En marzo de 2011, la Organización de Naciones Unidas para la Alimentación y la Agricultura, FAO, señaló que, en promedio, un tercio de toda la comida producida se tira a la basura. Esto fue lo que inspiró al fotógrafo austríaco Klaus Pilcher a seguir durante casi un año el rastro de comidas en diferentes estados de putrefacción y a analizar la huella de carbono que se paga por ello. Un ejemplo es la leche. Solo en el Reino Unido se tiran 360.000 toneladas al fregadero. La huella de carbono que genera este desperdicio (que incluye tanto el transporte como la producción) equivale a la producida por 20.000 coches.

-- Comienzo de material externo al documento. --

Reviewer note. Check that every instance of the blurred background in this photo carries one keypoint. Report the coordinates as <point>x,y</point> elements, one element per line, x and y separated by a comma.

La división económica entre norte y sur ha hecho que sea más barato el transporte de los alimentos que la producción local. Esto es lo que sucede en El Ejido (Almería), una población que alimenta a casi toda Europa durante el invierno y se ha convertido en un mar de plástico (con el equivalente a 50.000 campos de fútbol transformados en invernaderos) y en un puerto para la inmigración de colectivos con pocos recursos. Un informe del Parlamento Europeo señala que en España un 20% de la comida se desperdicia al confundir fecha de caducidad con la de consumo preferente. Este último solo señala cuándo los alimentos pierden propiedades como aroma o color, pero siguen siendo aptos para el consumo.
Una posible solución es la Federación Española de Bancos de Alimentos, que recupera los excedentes y los redistribuye entre los más necesitados.